Halooooo Othor mulai Update 1 bab hari ini nih...
***
Tiga kembar Anak Mommy Ara dan Daddy Ryan yang sangat menggemaskan itu kini berusia 23 tahun, mereka berubah menjadi wanita cantik dan pria tampan yang digilai oleh lawan jenisnya.
Mereka baru satu bulan ini berada di tanah air tercinta, sebelumnya Nathan dan Naufal diJerman untuk mengeyam pendidikan dan magang di salah satu perusahaan dan bisnis Daddynya .
Kalau Nala sebelumnya di New York, dia tak bisa berjauhan dengan orang tuanya.
Tapi sekarang Nala lebih memilih tinggal di bumi Pertiwi saja mengikuti jejak dua kakak kembarnya.
Yuk kita kenal lebih dekat satu-satu Anak Mommy Ara dan Daddy Ryan :
Nathan Fariz Nugroho,
Kini menyandang status Dokter Anak dan menjabat sebagai direktur salah satu rumah sakit swasta terbesar di ibukota negara ini yang notebene adalah milik sang Daddy .
Naufal Fattah Nugroho,
Dirinya meneruskan mengelola sebagian perusahaan Daddy nya. Kakak nya Axel sudah kewalahan mengurus semuanya karena Daddy Ryan dan Mommy Ara ingin merasa muda terus jadi aktivitas nya hanya keliling jalan-jalan luar dan dalam negeri menikmati hidup seperti Oma dan Opa nya.
Sedangkan si cantik Nala Fairuz Nugroho,
Ia lebih memilih menjadi model yang sudah Go internasional, secara memang Nala dari tamat sekolah dasar sudah tinggal di New York dan sekolah disana. Dirinya juga sekaligus mengurus butik Mommy Ara yang sudah ada beberapa cabang di dalam maupun luar negeri.
***
Nathan, Naufal dan Nala tetap tinggal dan menempati Mansion Keluarga Nugroho yang sudah di renovasi dengan gaya kekinian dan kemauan mereka .
Pagi itu Nala sudah sibuk di dapur menyiapkan sarapan untuk kedua kakak kembar nya.
Ya terbiasa dengan tanpa asisten rumah tangga di luar negeri membuat mereka semua mandiri.
Nala biarpun seorang model tapi dia tetap tidak melupakan kodratnya sebagai seorang wanita.
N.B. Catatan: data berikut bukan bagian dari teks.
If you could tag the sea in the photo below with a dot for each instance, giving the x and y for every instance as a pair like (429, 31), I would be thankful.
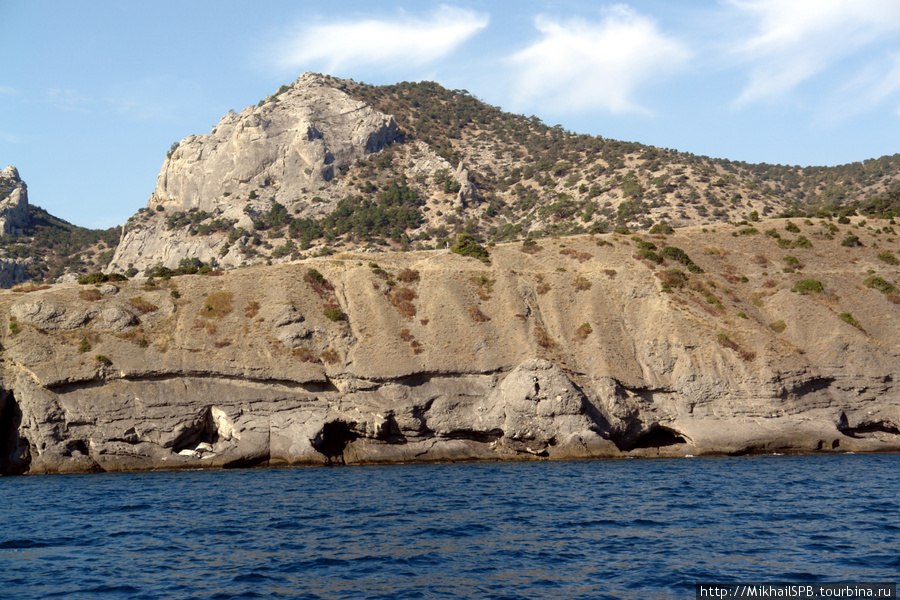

Dia ingin menjadi seperti sang Mommy yang pintar masak dan selalu dipuja dan disayang oleh Daddy nya.
Daddy tidak mau makan diluar rumah kecuali terpaksa atau karena Mommy yang minta.
Nala ingin menerapkan itu di kehidupan nya saat ini dan nanti.
__ADS_1
Minimal ia ingin kakak-kakak nya selalu ingin makanan yang ia masak jika dirinya sempat dan berada dirumah.
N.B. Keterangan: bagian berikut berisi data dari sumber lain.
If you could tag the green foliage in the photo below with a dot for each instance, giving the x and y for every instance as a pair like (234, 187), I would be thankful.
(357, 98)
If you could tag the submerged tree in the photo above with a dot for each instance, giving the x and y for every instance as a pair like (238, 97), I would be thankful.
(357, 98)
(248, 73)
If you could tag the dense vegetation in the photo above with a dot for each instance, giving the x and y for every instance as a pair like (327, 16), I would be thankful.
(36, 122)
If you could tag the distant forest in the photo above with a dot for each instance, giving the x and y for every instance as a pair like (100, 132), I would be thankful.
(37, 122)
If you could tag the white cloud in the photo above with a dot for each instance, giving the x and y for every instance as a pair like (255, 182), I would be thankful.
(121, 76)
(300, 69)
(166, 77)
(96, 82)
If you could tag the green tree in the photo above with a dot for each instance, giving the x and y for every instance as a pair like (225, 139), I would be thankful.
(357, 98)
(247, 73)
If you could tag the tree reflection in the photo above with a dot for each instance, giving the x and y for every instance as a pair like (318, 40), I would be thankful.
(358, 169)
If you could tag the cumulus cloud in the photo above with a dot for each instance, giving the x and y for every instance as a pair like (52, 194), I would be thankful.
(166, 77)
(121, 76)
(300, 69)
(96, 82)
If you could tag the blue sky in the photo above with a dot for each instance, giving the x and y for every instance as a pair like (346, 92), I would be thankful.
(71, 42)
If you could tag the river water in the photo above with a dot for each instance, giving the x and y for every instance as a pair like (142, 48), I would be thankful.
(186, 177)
Terbukti sudah satu bulan ini mereka berada di Indonesia, Nathan dan Naufal selalu makan dirumah jika sang adik manisnya masak.
...
Nala membuka celemek dan menanggalkan di keranjang baju di ruangan laundry setelah selesai memasak sarapan.
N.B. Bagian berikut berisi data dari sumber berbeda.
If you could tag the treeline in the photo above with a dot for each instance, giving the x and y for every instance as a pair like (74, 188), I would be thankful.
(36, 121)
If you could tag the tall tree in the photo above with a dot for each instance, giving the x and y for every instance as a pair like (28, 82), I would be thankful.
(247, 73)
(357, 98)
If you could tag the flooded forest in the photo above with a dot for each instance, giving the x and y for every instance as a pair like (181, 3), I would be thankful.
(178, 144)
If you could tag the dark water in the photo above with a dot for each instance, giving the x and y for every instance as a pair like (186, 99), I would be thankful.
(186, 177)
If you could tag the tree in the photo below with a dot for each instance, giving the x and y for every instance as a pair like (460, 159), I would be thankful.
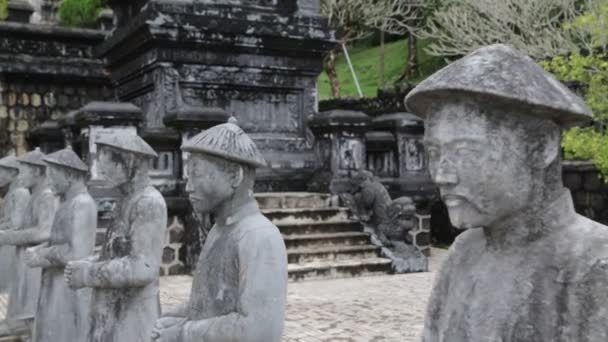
(535, 27)
(3, 9)
(400, 17)
(346, 17)
(79, 13)
(590, 70)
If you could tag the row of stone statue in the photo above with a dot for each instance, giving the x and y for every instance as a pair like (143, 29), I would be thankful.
(67, 293)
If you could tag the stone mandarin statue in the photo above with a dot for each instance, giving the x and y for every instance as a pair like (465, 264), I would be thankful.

Ia kemudian meminta maid nya itu membangunkan atau memanggil kakak-kakak nya yang belum turun ke meja makan.
" isssh aku tuh adik mereka tapi seperti kakak mereka, selalu harus dipanggil dulu baru pada turun. " Gunam Nala.
Tiba-tiba Nala dihampiri Bibik yang sudah lama bekerja di mansion.
" Non Nala maaf apa saya boleh bicara ? " tanya Bibik takut-takut.
Ia sambil meremas kedua tangannya.
Nala tersenyum lalu mengangguk " Issh bibik udah kayak sama siapa aja. Mau ngomong apa Bik ? " Tanya Nala lembut.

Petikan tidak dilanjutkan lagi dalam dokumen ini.